Nintendo Switch intriguing but needs fleshing out | Toronto Star

Gamers are wondering whether the Nintendo Switch, due for release Friday, will offer a Wii-like resurrection in the console market for the company or be another pit stop to irrelevance like the Wii U. After almost a week of playing with it, I can say it’s...

Nintendo Switch intriguing but needs fleshing out | Toronto Star

Gamers are wondering whether the Nintendo Switch, due for release Friday, will offer a Wii-like resurrection in the console market for the company or be another pit stop to irrelevance like the Wii U.

After almost a week of playing with it, I can say it’s an intriguing device that has one incredibly good thing going for it, but there is still much that needs to be fleshed out.

For the past two console generations, Nintendo has gone its own route, de-emphasizing computer horsepower and graphics compared to competitors Sony and Microsoft, and offering different control schemes, like Wii’s motion controls and Wii U’s tablet-like controller. The Switch’s gimmick is that it’s a truly portable home console with all of its guts housed in a tablet that sits in a docking station that connects to the TV.

This review looks strictly at the hardware, in part because that is what Nintendo’s embargo mandates but also because, at press time, reviewers were still waiting for a Day 1 software update that will enable many of the device’s features, including how friends connect on the system, how multiplayer works and the e-shop, Nintendo’s online game store. The first two are things Nintendo has never been good at.

It is frustrating, and looking comparatively at console launches I’ve covered over the past 15 years, never have I had so little to go on this close to a launch. Considering that many big gaming launches have encountered problems, including connecting and update issues, that does not bode well for a smooth start.

All that said, Nintendo has an intriguing device in the Switch, which mostly casts aside the cheap, plastic esthetic the company is known for. Instead, the 720p tablet is bright and looks good, and it ups the resolution to 1080p on the TV. The docking station — still plastic and cheap feeling — has slots to attach the plug and HDMI adapter, and the screen seamlessly slips in and out. The tablet also has a small kickstand to hold it up when playing on the go. It is impressively responsive as games move from the small to big screen.

The most polarizing thing will be the new Joy-Con controllers.

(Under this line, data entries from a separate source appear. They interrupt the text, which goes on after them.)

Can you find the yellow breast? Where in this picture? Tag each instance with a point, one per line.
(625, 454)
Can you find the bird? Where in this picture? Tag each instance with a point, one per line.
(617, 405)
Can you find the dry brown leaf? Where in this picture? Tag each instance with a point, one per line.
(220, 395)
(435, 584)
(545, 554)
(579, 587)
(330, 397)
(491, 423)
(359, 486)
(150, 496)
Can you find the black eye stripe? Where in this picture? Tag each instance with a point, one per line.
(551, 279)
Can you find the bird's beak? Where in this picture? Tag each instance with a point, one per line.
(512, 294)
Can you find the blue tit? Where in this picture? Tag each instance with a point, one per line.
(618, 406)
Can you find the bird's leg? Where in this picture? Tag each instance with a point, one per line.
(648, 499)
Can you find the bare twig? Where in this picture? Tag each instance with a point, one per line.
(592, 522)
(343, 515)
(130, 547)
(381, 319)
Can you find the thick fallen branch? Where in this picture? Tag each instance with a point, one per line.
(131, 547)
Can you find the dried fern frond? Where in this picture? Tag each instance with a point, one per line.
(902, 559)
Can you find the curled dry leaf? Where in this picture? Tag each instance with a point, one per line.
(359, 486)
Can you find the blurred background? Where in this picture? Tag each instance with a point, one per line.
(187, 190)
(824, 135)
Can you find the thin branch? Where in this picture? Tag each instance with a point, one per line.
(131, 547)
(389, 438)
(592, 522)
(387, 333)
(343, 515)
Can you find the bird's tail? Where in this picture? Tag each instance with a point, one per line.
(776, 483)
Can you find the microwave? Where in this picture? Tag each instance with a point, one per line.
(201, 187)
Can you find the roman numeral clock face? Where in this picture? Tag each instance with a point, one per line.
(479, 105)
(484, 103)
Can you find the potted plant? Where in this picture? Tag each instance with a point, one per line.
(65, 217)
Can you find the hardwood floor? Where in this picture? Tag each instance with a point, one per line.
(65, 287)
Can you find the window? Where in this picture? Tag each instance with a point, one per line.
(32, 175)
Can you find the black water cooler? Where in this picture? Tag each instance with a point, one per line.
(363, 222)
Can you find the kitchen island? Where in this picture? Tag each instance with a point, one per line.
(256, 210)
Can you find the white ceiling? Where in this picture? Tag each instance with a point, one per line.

These two tiny devices can be used in a number of ways, attaching to the side of the tablet, sliding into a more traditional hub controller or separately. In true portable mode, they slide into place beside the tablet. If you are playing on the TV, the included controller they slide into works OK, but my hands cramped after long playing sessions. The Pro Controller accessory is much more comfortable and a likely must-buy for any hardcore gamer.

Used separately for two-player games, the controllers work OK, although they are too tiny for my liking, but as I am teaching my kid to play more games, they are good for her small, 5-year-old hands.

On first impression, everything feels small. But in hand-held mode, where the 6.2-inch tablet dwarfs others like the DS or PS Vita, it doesn’t feel too large, and it’s fairly comfortable in hand-held and tablet mode. The deal breaker here is portable battery life, which for big games like The Legend of Zelda: Breath of the Wild tops out at three to four hours.

Nintendo likes to have a big, game-changing ideas with all of its consoles, and it is trying two here. The first one is to have a seamless, truly portable gaming experience. I’ve played the new Zelda home, on the bus and work with all three controller configurations and despite the battery life, that is this console’s home run. The other being pushed forward is 1-2 Switch, a collection of minigames that wants players to look at each other and not the screen. While some of the minigames are fun, that idea is a failure to me, because you still have to look at the screen for cues.

Strictly as hardware, the Switch is an interesting hybrid console that mixes ideas from the last two generations of Nintendo consoles and improves on them. In that regard, it’s off to a good start.

In terms of the bad, the Switch starts at $399, comes with no games — most retail from $65 to $80 — and you will likely need another set of controllers or the Pro accessory (another $80 to $100). That makes this an expensive machine that costs more than the PS4 and Xbox One.

The best thing about this console is the new Zelda game. I am nowhere near finished, but so far it’s amazing. The company has said it will have a robust lineup of games, but a lack of steady releases for the Wii U was one reason that console never got momentum.

No console is worth buying for one game, but at launch the Switch can best be recommended as a Zelda playing machine. Whether it becomes something more than that remains to be seen.